Fig 135
Everything in nature is formed and placed for purpose, and here is the keynote of harmonious interior arrangement. For instance, here is a drawing-room with appropriate and well-chosen pieces of furniture. How then shall we arrange them?
Imagine the room peopled with a chattering gathering of average people. This stout all-over-upholstered armchair would be occupied by one of the portly members of the group, and as these persons would by contrast appear larger and more portly in contact with those of lighter build (a chance of comparison which they studiously avoid), we will dispose the heavier pieces of furniture, if not altogether removed from the lighter and more frail, at least with intermediaries between in the shape of pieces which possess, in a measure, the characteristics of both.
Preserve the balance of the room by distributing the weight much as you would if it were a disk revolving on a central point. If there is a mantel here on the left, over there somewhere on the right would be a good place for the upright piano. If the cosey corner is in the southeast corner, then the eye instinctively seeks a corresponding piece of capacious seat room in the vicinity of the northwest corner. Continue this thought. Seat your imaginary guests in négligé conversational groups, drawing some of the pieces confidentially near to each other, and you will in a great measure have solved the knack of pleasing furniture arrangement.
To reach this consummation we said that the articles were in the first place appropriate and well chosen, and this, of course, must be the basis of the furnishing scheme.
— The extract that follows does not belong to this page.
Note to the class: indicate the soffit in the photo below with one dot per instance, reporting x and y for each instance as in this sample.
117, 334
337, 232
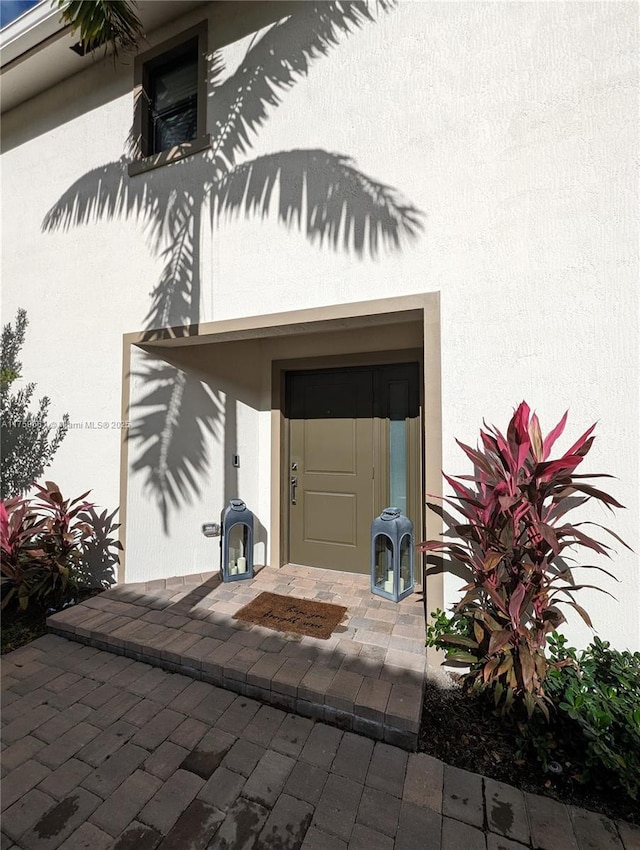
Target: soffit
35, 49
If we might, we would plead for greater simplicity in furniture selection, less of the garishness and more of the subpurposestantiality of goods built to satisfy and to last; not necessarily the cumbersomeness of Mission, but the pleasing styles of Sheraton’s work, where strength was clothed with grace of outline and disguised with unobtrusive ornamentation. We look for a style somewhat similar in character and purpose to grow out of the present Arts and Crafts and Mission, which have appealed so strongly to ornament-satiated appetites; that grace will be added to strength, and chaste ornament to simplicity of construction.
COSEY CORNERS.
All that has been said in regard to appropriateness in general furnishings is true in a concentrated sense of the cosey corner. Applicable and suitable in almost every room of the house, it should be all that the name implies. The simple desire for its possession should be no excuse for its introduction in a location where coziness or even comfort would be an impossibility. A cosey seat should never be placed in a position where its presence would constitute a nuisance, as before a window or in a doorway. It usually appears lonesome away from the wall, and as its atmosphere is retiring it should occupy the least conspicuous position. It is not intended as a single seat, and should therefore be fairly commodious but not oppressively large. And, above all, it should be comfortable.
As to color, the cosey seat and all other large upholstered pieces should follow the dominant color tone of the room, the contrasts being introduced in the smaller pieces.